I am an evolutionary ecologist interested in patterns of behavior and animal cultural traditions. My research focuses on understanding how animal societies, and the individuals that comprise them, evolve and adapt their behaviors to changing ecological and environmental conditions. My taxonomic focus includes non-human primates and birds. The questions I address have focused on mating, social, and dispersal systems, as well as on innovation, social learning, resource inheritance, and cultural traditions. I use a combination of theoretical modeling and empirical, field-based research to better understand these behavioral dynamics. Current projects include:
(1) Evolutionary Models of Animal Culture and Social Learning. The effects of age-structure, social structure, and biased social learning strategies are important to understanding cultural patterns in species with overlapping generations and complex social systems. This work is contributing to a theoretical basis that can be applied to a wide range of animal culture studies.
(2) Social and Vocal Complexity in Birds. Vocalizations in birds can be socially learnedand culturally transmitted, leading to a mosaic of distinct vocal dialects across populations.
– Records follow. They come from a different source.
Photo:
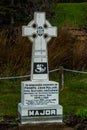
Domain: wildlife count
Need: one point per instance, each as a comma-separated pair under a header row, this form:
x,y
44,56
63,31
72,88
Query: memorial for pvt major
x,y
39,96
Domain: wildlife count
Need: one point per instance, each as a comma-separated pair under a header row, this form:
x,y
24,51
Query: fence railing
x,y
61,75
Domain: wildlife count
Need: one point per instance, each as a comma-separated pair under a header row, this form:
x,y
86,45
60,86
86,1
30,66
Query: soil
x,y
72,122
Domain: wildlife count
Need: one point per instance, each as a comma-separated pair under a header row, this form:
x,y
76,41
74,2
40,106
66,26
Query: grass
x,y
73,98
69,14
Theories of the evolution of vocal systems have proposed the “social-complexity” hypothesis, which asserts that the diversity and complexity of communication signals is driven by the complexity of social interactions within groups, at both the proximate (individual, ecological) and ultimate (species, evolutionary) levels. This project will provide an empirical test of the social complexity hypothesis, by investigating the interplay between social dynamics, population structure, and vocal call types in wild parrots.
(3) Social, Demographic, and Ecological Drivers of Cultural Variation in Capuchins. We are developing behavioral occupancy models for the analysis of cultural variation in white-faced capuchins. Our aim is to explore how demography and social structure influence cultural variation and patterns. We will test the theoretical predictions of the primary ratchet model (McElreath et al. 2018): that large group sizes tend to enhance opportunities for cultural evolution, leading to increased prevalence and diversity of cultural traits.